Figure 2. The effect of electoral malpractices on public approval of external democracy promotion
Additionally, individuals whose country has experienced multiple attempted and successful coups were also more likely to support regional actors’ pro-democracy interventions (see the left graph in Figure 3). Related to this, individuals whose neighboring countries had experienced multiple attempted and successful coups were the ones more likely to endorse regional democracy promotion actions (see the right graph in Figure 3).
Figure 3. The effect of coups on public approval of external democracy promotion.
This study’s arguments and findings offer important and timely implications for regional cooperation and democracy promotion in contemporary Africa. By showing that the public would likely approve of external involvement to advance democratization when their country has faced low quality elections and a history of unconstitutional changes of government, this study’s findings can be seen to endorse AU and other RECs’ efforts to strengthen member-states’ adherence to democratic norms.
AU and RECs have used various means to try and promote democratic norms including observing elections, suspending those countries that have experienced coups, and imposing targeted sanctions on coup perpetrators. These actions, for example ECOWAS mediation and intervention in the Gambia (2016), AU and ECOWAS election observation in Guinea-Bissau (2023), and AU suspensions of coup-afflicted countries like Sudan (2019) and Burkina Faso (2022) has a good chance of being viewed by citizens and civil society as a valuable external attempt to advocate for better quality elections and democracy.

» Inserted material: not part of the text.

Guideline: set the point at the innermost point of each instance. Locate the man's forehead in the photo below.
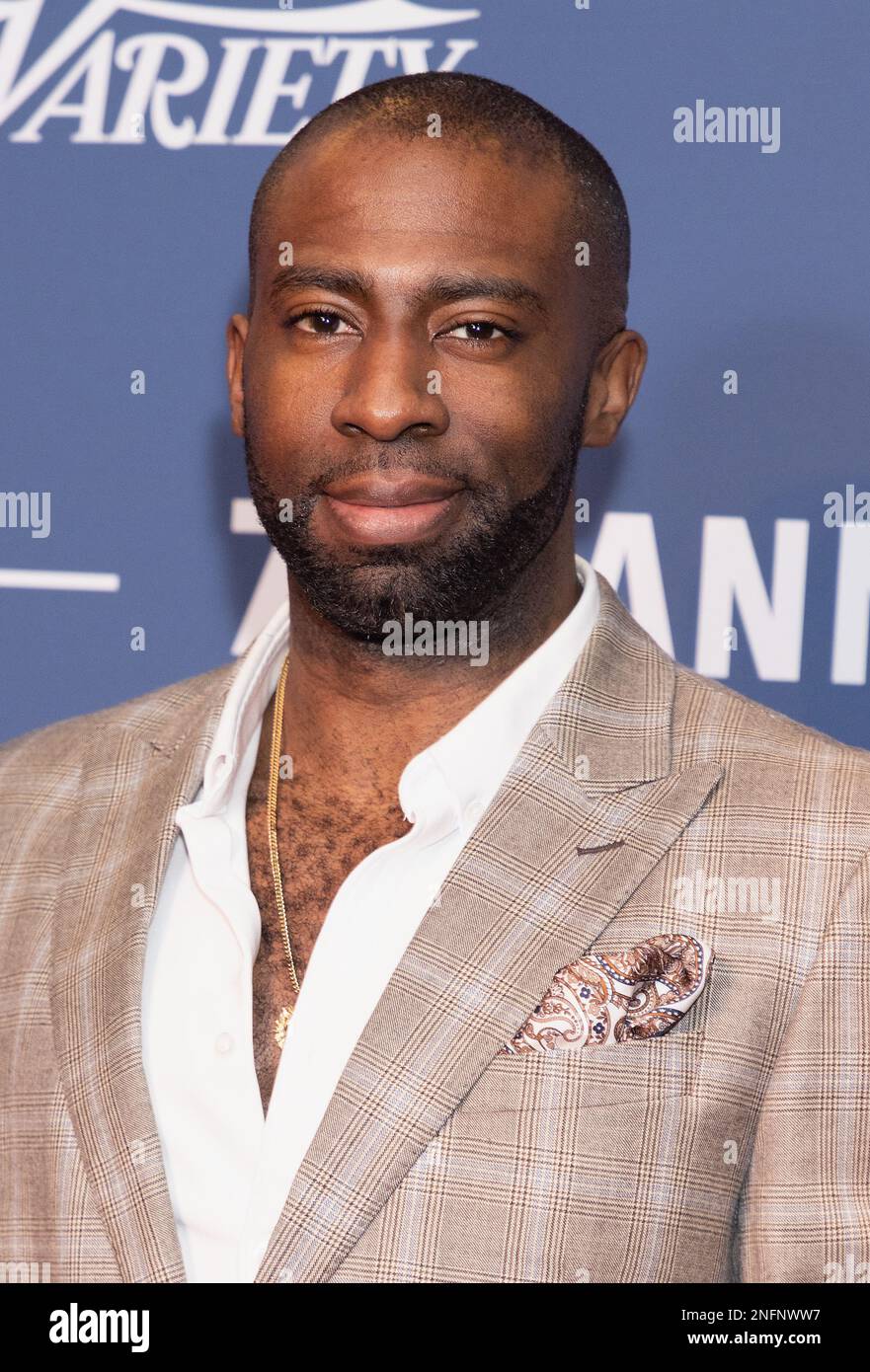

Additionally, this study offers a nuanced means of understanding the popular coup narrative. Recent coups in West Africa since 2020 have been accompanied by mass celebrations welcoming the removal of incumbents. Far from signalling that citizens support military rule, a more plausible explanation may be that the public is frustrated with the poor and undemocratic governance characteristic of some of the regimes that have been overthrown recently.

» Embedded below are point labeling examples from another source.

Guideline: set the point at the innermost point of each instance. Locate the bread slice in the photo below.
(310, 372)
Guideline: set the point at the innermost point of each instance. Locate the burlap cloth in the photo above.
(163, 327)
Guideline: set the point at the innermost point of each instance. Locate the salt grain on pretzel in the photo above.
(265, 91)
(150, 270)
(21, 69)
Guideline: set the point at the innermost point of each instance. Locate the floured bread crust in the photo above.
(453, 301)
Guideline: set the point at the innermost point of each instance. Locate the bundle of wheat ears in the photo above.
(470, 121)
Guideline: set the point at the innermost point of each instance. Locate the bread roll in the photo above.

If the AU and RECs more proactive in sanctioning those actions that precipitated mass dissatisfaction with incumbents – such as constitutional amendments in Gabon that ensured Ali Bongo would not lose future elections or Alpha Conde’s push for a constitutional referendum eliminating term limits in Guinea – the militaries in these countries might not have intervened, or received less public endorsement of their actions if they still moved to overthrow civilian rule. In other words, more Africans would welcome regional actions that would improve incumbent behavior when it comes to issues like human rights and democratic norms.
As Africa grapples with a new wave of coups, it is crucial for the African Union and regional economic communities to consistently convey a strong message to citizens that actions that constitute unconstitutional changes of government will not be condoned. Inconsistency will breed distrust in any external intervention effort, undermining the legitimacy of these organizations. Moreover, these organizations must not reserve their most stringent criticism and interventions for coup cases alone. In many cases, coup attempts signal and have been precipitated by other domestic political problems that have already undermined democratic norms and practices.
It is by responding with equal fervour and strength to flawed elections and efforts to control civil society that the AU and RECs can demonstrate that they take all aspects of democracy backsliding seriously. Only by consistently responding to all threats to democracy and unconstitutional changes of government can these organizations can boost public approval for their activities, and so enhance their capacity to shape the region for the better.